WREG.com

Newtown victim’s mom pens open letter to Orlando families

Newtown shooting victim Ana Grace Marquez-Greene, 6. Family photo/WFSB-TV via CBS News

HARTFORD, Conn. — A woman whose 6-year-old daughter was killed in the shooting at Connecticut’s Sandy Hook Elementary School is expressing her grief over the Orlando nightclub shooting that left 49 people dead.

Nelba Marquez-Greene posted a letter on the memorial Facebook page for her daughter, Ana Grace, who was one of the 20 first-graders and six educators fatally shot in December 2012.

In it, notes CBS Hartford, Connecticut affiliate WFSB-TV, she describes how hearing about the Orlando shooting took her back to the horror she felt as one of those waiting to hear news about a loved one.

“I was sleeping in because we just got back from working in Canada,” the letter begins. “My friends came over for our scheduled morning walk.

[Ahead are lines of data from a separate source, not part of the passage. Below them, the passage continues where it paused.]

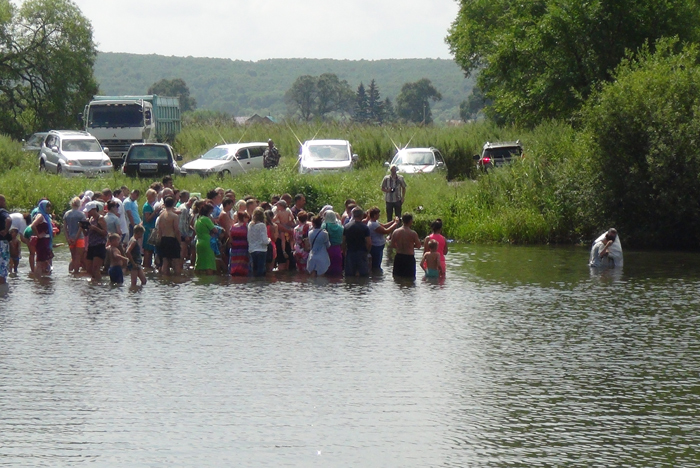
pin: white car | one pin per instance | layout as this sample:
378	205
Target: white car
228	159
73	153
418	161
325	156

I didn’t have my phone. I came home and my phone was buzzing like crazy. “Are you okay? “Where are you?” “I’m praying for you!” “I love you!”

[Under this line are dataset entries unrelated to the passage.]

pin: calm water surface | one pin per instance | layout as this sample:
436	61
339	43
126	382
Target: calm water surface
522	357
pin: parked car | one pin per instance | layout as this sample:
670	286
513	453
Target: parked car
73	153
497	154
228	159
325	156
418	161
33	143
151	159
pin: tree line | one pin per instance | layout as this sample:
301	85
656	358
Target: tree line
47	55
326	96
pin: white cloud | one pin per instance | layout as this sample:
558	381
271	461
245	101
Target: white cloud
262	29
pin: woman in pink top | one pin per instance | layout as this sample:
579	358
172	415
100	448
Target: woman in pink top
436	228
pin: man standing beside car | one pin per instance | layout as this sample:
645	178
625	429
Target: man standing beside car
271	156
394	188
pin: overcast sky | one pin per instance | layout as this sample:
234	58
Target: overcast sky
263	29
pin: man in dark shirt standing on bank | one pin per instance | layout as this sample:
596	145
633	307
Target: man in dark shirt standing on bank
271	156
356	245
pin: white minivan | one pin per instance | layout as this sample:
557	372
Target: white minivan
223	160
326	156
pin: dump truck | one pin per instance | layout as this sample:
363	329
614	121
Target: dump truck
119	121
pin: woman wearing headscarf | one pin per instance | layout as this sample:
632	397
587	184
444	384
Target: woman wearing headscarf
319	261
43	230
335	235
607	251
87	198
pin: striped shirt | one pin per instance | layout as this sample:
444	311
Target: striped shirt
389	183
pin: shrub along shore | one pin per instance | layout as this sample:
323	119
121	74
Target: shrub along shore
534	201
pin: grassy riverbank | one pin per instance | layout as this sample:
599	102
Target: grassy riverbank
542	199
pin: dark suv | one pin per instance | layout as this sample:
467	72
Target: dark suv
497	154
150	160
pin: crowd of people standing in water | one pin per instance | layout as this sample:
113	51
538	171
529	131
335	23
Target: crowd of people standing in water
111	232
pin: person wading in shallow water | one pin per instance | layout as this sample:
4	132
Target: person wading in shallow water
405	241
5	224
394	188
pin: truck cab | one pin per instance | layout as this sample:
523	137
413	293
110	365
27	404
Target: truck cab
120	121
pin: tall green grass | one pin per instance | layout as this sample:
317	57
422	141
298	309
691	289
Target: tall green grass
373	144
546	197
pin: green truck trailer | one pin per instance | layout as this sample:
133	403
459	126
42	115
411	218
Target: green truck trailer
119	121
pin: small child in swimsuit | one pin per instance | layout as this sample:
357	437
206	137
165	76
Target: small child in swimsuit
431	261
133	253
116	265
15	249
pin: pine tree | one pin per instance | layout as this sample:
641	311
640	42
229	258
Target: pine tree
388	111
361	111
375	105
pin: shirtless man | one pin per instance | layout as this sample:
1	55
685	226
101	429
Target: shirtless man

“I still didn’t understand. I no longer have a personal Facebook and the TV wasn’t on. I don’t sign in to the news. I saw it on Twitter and watched the numbers rise in real time. First some dead, then multiple, then 20 and now 50.

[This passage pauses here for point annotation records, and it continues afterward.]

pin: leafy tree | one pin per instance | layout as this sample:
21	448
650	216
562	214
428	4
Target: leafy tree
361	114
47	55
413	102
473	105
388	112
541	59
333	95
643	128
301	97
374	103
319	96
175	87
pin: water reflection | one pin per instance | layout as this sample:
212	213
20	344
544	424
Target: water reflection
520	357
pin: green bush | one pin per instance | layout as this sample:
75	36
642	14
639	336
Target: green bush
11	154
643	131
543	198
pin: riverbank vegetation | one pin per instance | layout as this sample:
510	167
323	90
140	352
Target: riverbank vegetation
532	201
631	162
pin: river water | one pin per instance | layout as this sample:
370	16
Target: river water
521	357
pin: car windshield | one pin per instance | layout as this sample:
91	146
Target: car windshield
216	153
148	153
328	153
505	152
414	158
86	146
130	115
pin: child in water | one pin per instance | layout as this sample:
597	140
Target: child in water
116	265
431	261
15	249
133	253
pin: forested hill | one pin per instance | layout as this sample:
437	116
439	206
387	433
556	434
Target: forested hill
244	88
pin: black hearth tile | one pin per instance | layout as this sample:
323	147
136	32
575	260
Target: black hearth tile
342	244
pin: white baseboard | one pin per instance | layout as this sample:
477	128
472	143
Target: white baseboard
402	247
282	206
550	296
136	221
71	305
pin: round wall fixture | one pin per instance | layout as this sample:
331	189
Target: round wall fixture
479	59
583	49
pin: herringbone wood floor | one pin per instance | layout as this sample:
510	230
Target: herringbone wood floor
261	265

“My first reaction was visceral. I know the horror of waiting to hear. A helicopter flew overhead. It made everything too real. Too familiar. I panicked. I called my friend. I cried. Fifty people. I am reliving being one of the family members in wait.”

She later added, “I am sorry that our tragedy here in Sandy Hook wasn’t enough to save your loved ones,” she wrote. “I tried and I won’t stop trying. Don’t you dare even listen to even ONE person who may insinuate that somehow this is your loved ones fault because they were gay or any other reason. Nor is it God’s wrath.”

Marquez-Greene tells the victims’ families they are on a “forever journey.” She advises them to embrace the love that will come their way and delete, ignore or put aside “the ugly.”

She also urges people not to send money to Orlando until they know it will be received by the victims and not a fund that could use it for other purposes.

“Millions were poured in to Sandy Hook. Very little actually reached us,” she said. “And victims of gun violence will have a lifetime of need. Before you give – ask where your dollars will go. Specify that you want it to go to victim families.”

She advises friends that victims will need their help and urges people to bring up gun violence in their houses of worship and community groups.

She also promises her family will learn about each of the Orlando victims and say their names aloud.

“We will remember your children,” she wrote. “As you remembered and learned about ours.”